2. The method of claim 1, wherein each encoder sub-block comprises two serially connected EBAs 1, and each decoder sub-block comprises one EBA 2.

3. The method of claim 1 or 2, wherein the SE module comprises a global averaging pooling layer, a first fully connected layer and a second fully connected layer connected in sequence, and a channel-by-channel weighting layer, and wherein the input to the channel-by-channel weighting layer further comprises an input feature map of the SE module, the first fully connected layer being used to decrease the number of channels of the feature map, and the second fully connected layer being used to increase the number of channels of the feature map.

4. The method of claim 3, wherein the activation function employed by the first fully-connected layer of the SE module is ReLU and the activation function employed by the second fully-connected layer is Sigmoid.

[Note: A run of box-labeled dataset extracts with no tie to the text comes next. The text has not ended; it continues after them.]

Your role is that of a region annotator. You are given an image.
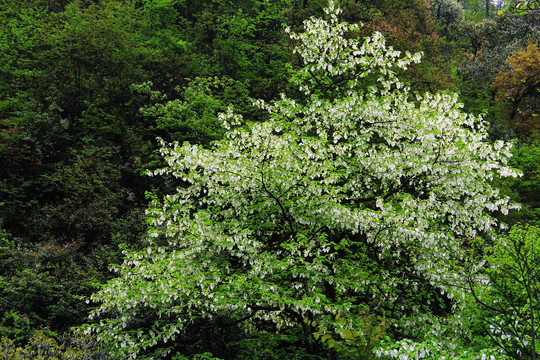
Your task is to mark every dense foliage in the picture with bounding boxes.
[0,0,540,359]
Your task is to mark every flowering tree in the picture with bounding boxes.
[87,3,517,358]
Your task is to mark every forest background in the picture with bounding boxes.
[0,0,540,359]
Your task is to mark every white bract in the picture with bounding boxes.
[87,4,518,358]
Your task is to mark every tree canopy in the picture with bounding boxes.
[88,2,519,358]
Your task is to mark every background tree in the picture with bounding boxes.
[89,3,517,359]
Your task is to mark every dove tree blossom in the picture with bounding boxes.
[90,2,518,358]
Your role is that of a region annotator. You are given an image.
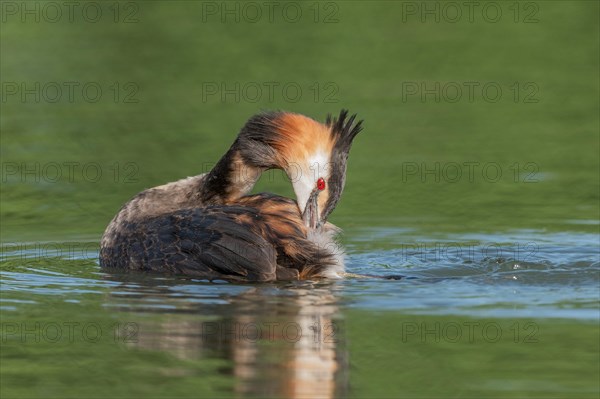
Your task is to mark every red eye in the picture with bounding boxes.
[317,177,325,191]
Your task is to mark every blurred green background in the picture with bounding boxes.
[0,1,600,398]
[0,1,599,240]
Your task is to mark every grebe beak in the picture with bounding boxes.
[302,189,321,229]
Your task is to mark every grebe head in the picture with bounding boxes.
[238,110,362,228]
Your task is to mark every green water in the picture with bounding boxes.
[0,1,600,398]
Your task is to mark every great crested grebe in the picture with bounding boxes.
[100,110,362,281]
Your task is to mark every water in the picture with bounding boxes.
[0,1,600,398]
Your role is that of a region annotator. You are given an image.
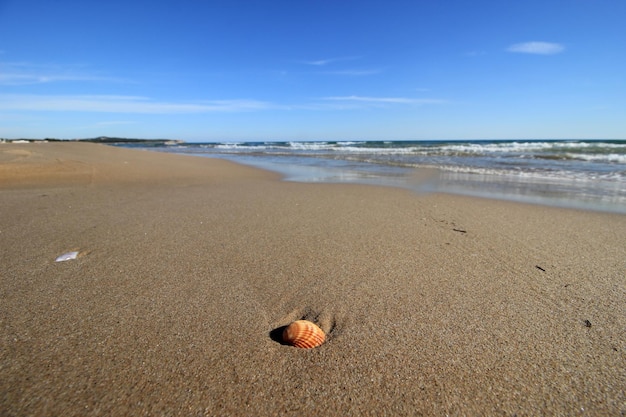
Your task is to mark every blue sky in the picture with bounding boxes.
[0,0,626,141]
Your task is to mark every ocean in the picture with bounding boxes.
[119,140,626,214]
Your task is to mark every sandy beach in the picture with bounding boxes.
[0,143,626,416]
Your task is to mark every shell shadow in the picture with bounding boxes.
[270,326,289,346]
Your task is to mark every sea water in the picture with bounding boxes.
[123,140,626,214]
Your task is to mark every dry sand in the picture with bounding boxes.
[0,143,626,416]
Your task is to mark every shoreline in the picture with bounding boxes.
[0,144,626,416]
[135,143,626,214]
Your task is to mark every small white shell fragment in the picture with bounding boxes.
[54,252,78,262]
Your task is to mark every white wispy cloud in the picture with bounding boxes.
[300,56,360,67]
[322,96,445,105]
[506,42,565,55]
[0,94,273,114]
[0,62,127,85]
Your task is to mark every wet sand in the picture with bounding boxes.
[0,143,626,416]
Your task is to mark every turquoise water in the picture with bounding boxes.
[122,140,626,213]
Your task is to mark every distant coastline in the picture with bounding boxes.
[0,136,185,145]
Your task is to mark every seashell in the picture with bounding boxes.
[54,252,78,262]
[283,320,326,349]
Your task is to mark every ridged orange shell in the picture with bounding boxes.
[283,320,326,349]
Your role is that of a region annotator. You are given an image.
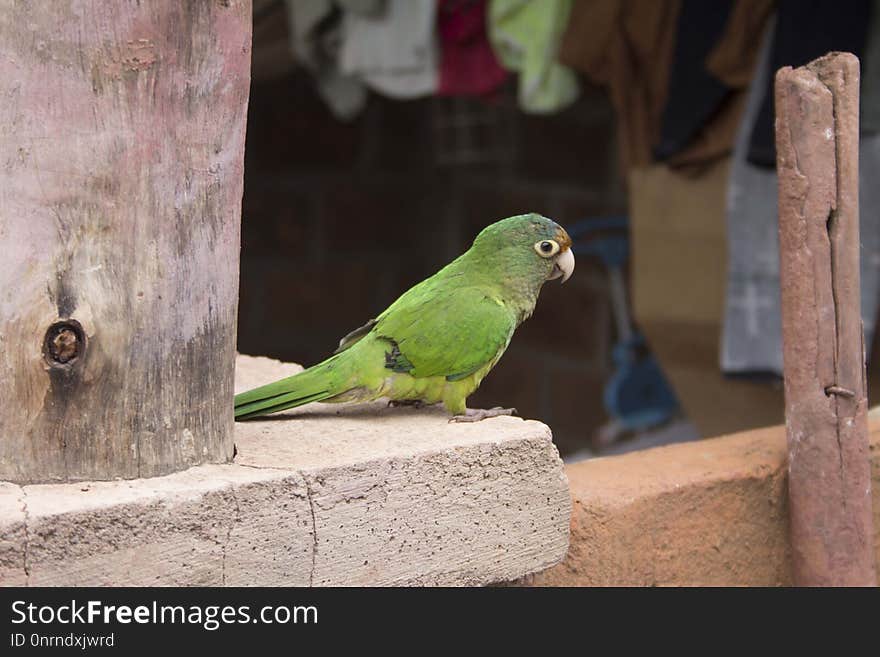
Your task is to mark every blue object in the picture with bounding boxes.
[568,216,678,431]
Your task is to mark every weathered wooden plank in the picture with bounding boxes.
[776,53,876,586]
[0,0,251,482]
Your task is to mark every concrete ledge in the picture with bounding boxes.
[519,419,880,586]
[0,357,571,586]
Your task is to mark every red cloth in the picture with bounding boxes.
[437,0,507,96]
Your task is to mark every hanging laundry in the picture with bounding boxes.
[286,0,384,120]
[654,0,775,174]
[340,0,438,99]
[748,0,871,167]
[654,0,734,160]
[437,0,508,96]
[720,14,880,376]
[489,0,580,114]
[559,0,679,171]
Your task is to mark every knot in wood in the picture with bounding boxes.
[43,320,85,367]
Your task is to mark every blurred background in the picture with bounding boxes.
[238,0,880,460]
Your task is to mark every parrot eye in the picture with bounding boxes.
[535,240,559,258]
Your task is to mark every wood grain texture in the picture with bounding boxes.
[0,0,251,483]
[776,53,876,586]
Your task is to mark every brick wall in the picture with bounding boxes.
[239,73,625,453]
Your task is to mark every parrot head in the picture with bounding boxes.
[472,213,574,287]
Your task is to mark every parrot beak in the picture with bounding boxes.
[547,249,574,283]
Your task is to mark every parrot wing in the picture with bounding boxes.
[373,287,517,381]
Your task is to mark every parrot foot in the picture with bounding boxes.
[449,406,517,422]
[388,399,433,409]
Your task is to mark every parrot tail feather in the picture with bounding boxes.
[235,356,345,420]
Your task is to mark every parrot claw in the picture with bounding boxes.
[388,399,428,410]
[449,406,517,422]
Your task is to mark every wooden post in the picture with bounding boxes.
[776,53,876,586]
[0,0,251,483]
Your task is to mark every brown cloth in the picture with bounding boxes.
[559,0,775,172]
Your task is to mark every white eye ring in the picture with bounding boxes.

5. The method of claim 1, wherein the specific network structures of EBA1 and EBA2 are:

the EBA1 includes two sets of convolution groups, each set of convolution groups is 32 in number, the convolution kernel is 3 × 3, and the activation function of the first set of convolution groups is ReLU, the activation function of the second set of convolution groups is Linear, the convolution kernel of the dimensionality reduction volume block of EBA1 is 1 × 1, the activation function is Linear, the convolution kernel of the dimensionality enhancement volume block of EBA1 is 3 × 3, and the activation function is Linear;

6. The method of claim 1, wherein the deep learning training of the glandular cell segmentation network model based on the training dataset uses binary cross entropy as a loss function.

7. The method of claim 1, wherein post-processing optimization is performed on segmentation results of the segmentation map using fully connected Conditional Random Fields (DCRF).